I've been trying to get through without success for over an hour. Is the 
content there mirrored somewhere? Is there an alternate, preferably in FAQ 
format?

I have a pair of HDs partitioned with 14 identical partitions each, 7 of 
which on each make up 1 of 2 partitions making up 7 md devices. The seven md 
devices were originally configured through openSUSE installation's YaST2. I 
made a clone of the whole of one HD. This clone I want to attach to another 
machine simply to copy the files from one partition's EXT3 filesystem that is 
a component of md7 on the original machine.
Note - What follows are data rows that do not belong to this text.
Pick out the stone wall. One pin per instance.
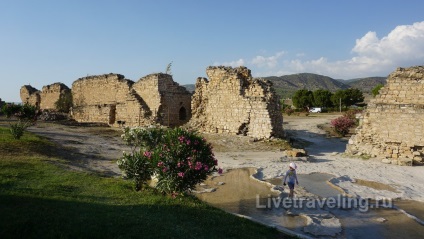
(169, 102)
(50, 94)
(112, 99)
(44, 99)
(30, 95)
(235, 103)
(392, 127)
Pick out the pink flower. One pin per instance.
(198, 166)
(181, 139)
(174, 194)
(147, 154)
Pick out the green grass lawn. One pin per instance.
(39, 198)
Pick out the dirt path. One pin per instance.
(86, 148)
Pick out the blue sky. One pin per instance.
(43, 42)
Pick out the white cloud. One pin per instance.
(371, 56)
(269, 62)
(239, 62)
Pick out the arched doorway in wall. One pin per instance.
(182, 113)
(112, 114)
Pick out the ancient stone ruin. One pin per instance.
(393, 124)
(114, 100)
(44, 99)
(233, 102)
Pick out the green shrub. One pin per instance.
(289, 111)
(178, 158)
(17, 129)
(11, 109)
(342, 125)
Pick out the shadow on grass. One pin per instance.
(26, 217)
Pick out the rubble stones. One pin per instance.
(392, 126)
(233, 102)
(117, 101)
(44, 99)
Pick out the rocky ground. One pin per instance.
(96, 148)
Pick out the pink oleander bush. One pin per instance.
(177, 158)
(343, 124)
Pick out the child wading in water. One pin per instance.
(291, 174)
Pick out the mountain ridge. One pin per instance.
(286, 85)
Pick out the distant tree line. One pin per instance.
(305, 99)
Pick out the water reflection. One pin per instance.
(237, 192)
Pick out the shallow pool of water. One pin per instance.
(315, 183)
(237, 192)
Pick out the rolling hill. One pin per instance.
(286, 85)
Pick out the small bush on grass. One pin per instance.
(178, 158)
(288, 111)
(27, 115)
(17, 129)
(342, 125)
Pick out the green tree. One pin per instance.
(347, 97)
(303, 99)
(376, 89)
(322, 98)
(64, 103)
(354, 96)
Can I just mount that partition on the other machine RO as an ordinary EXT3 
partition to make the copies, or does that machine need to have a RAID 
"built" or "rebuilt" with mdadm  in order to mount that disks partition as a 
degraded array? Nothing shows up in /dev/mdstat booting with it plugged in, 
even after copying /etc/mdadm.conf from the original machine. I tried 
modprobe raid1, but that didn't seem to affect anything I can tell. Fdisk -l 
/dev/sdb shows me only what I expect, a bunch of 0x83 and 0xfd partitions, 
while fdisk -l produces none of the extra output I'm used to seeing on the 
system with the full RAID1 running.

Problem 2: Looking at the mdadm man page, I really don't understand the 
distinction between build and create, or what a persistent superblock is good 
for.

Help please!
-- 
The husband should fulfill his marital duty to
his wife, and likewise the wife to her husband.
			1 Corinthians 7:3 NIV
VT

^ permalink raw reply	[flat|nested] 2+ messages in thread

* Re: http://raid.wiki.kernel.org/ unreachable - need to "lend" clone of RAID1 HD to another machine
  2011-04-24  1:51 http://raid.wiki.kernel.org/ unreachable - need to "lend" clone of RAID1 HD to another machine Vernon Tonnesen
@ 2011-04-24  2:33 ` John Robinson
  0 siblings, 0 replies; 2+ messages in thread
From: John Robinson @ 2011-04-24  2:33 UTC (permalink / raw)
  To: Vernon Tonnesen; +Cc: linux-raid

On 24/04/2011 02:51, Vernon Tonnesen wrote:
> I've been trying to get through without success for over an hour. Is the
> content there mirrored somewhere?

Google has it cached.

> Is there an alternate, preferably in
> FAQ format?

There are dozens but I couldn't make any particular recommendation.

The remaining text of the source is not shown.